Updates don't survive restarts

When you change attribute values, or trigger operations, the results do not get persisted outside of memory, unless you handle that in your code. So switching the flag via JMC above would only affect the app until it is next restarted - at which time it'll revert to whatever default is used.

Boolean != boolean

This is important when you're updating the value of a flag attribute on an MBean. If you use a Boolean, you have an object - and that can be set to null. So in JConsole, etc it will cycle thru 3 values when you change a Boolean attribute: TRUE, null, FALSE. This may cause you problems if you leave the flag set to null

So it's safer to use a boolean - i.e. the primitive.
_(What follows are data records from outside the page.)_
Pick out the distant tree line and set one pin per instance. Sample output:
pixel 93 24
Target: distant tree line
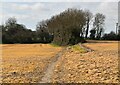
pixel 67 28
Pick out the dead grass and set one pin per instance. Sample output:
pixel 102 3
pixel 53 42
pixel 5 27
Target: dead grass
pixel 24 63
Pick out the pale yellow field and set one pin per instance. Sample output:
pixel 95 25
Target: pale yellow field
pixel 26 62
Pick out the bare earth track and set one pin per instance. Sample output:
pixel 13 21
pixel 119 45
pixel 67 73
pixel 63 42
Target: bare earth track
pixel 43 63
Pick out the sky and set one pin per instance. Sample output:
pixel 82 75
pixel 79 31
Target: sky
pixel 30 13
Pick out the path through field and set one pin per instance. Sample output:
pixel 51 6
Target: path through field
pixel 43 63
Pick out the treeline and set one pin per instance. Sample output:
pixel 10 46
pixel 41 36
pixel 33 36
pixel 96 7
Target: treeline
pixel 67 28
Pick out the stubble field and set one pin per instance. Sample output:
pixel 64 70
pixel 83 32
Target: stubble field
pixel 24 63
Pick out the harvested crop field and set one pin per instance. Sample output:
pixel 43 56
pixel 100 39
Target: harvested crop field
pixel 42 63
pixel 24 63
pixel 98 66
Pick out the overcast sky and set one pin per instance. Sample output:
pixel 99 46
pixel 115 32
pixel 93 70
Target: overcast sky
pixel 29 13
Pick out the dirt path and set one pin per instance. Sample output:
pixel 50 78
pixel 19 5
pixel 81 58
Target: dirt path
pixel 49 71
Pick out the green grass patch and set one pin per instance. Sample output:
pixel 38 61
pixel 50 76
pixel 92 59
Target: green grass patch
pixel 78 48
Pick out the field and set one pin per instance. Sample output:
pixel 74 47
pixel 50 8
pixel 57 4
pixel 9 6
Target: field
pixel 93 63
pixel 26 62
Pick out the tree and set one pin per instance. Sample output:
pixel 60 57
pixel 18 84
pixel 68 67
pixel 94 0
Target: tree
pixel 92 33
pixel 98 24
pixel 110 36
pixel 12 32
pixel 67 26
pixel 42 32
pixel 89 16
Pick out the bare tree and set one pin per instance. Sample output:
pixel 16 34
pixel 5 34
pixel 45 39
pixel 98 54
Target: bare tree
pixel 88 16
pixel 98 24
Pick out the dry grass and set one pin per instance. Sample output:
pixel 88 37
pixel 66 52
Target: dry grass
pixel 26 62
pixel 99 66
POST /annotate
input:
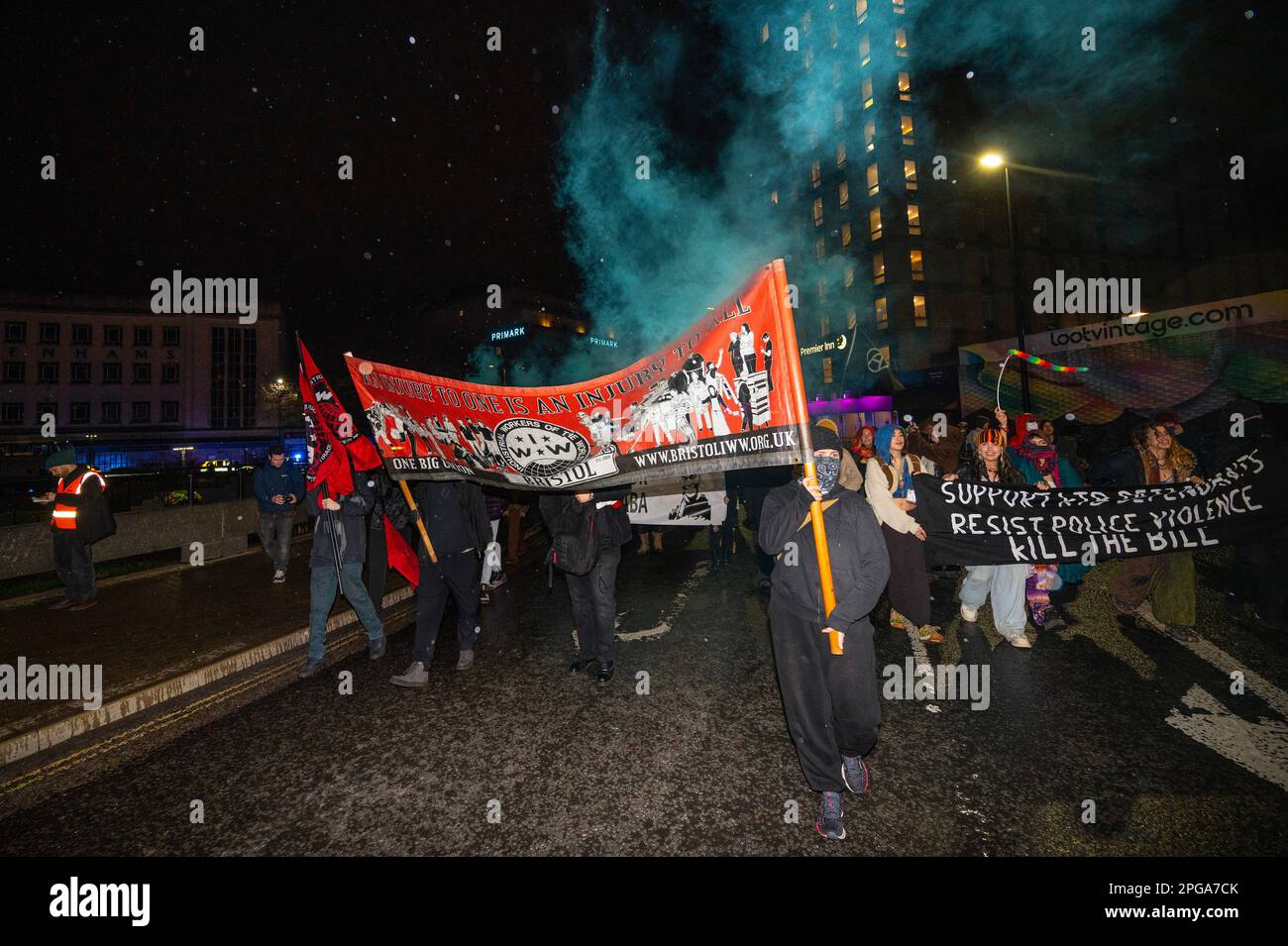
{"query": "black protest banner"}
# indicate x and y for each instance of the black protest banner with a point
(986, 524)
Ignore docs about mbean-descriptor.xml

Some of the older Tomcat docs and web comments talk about creating an mbean-descriptor.xml file in each package that contains MBean classes. There isn't any good description on what those files should contain and it turns out different version of Tomcat used or didn't use them in various ways. Plus it's appserver dependent, so a silly way to do this anyway.

Here we're manually registering our MBean, which also isn't great if we have a whole suite (we should use some form or scanning or bulk registration). But for a small set of custom MBeans, the code above works ok.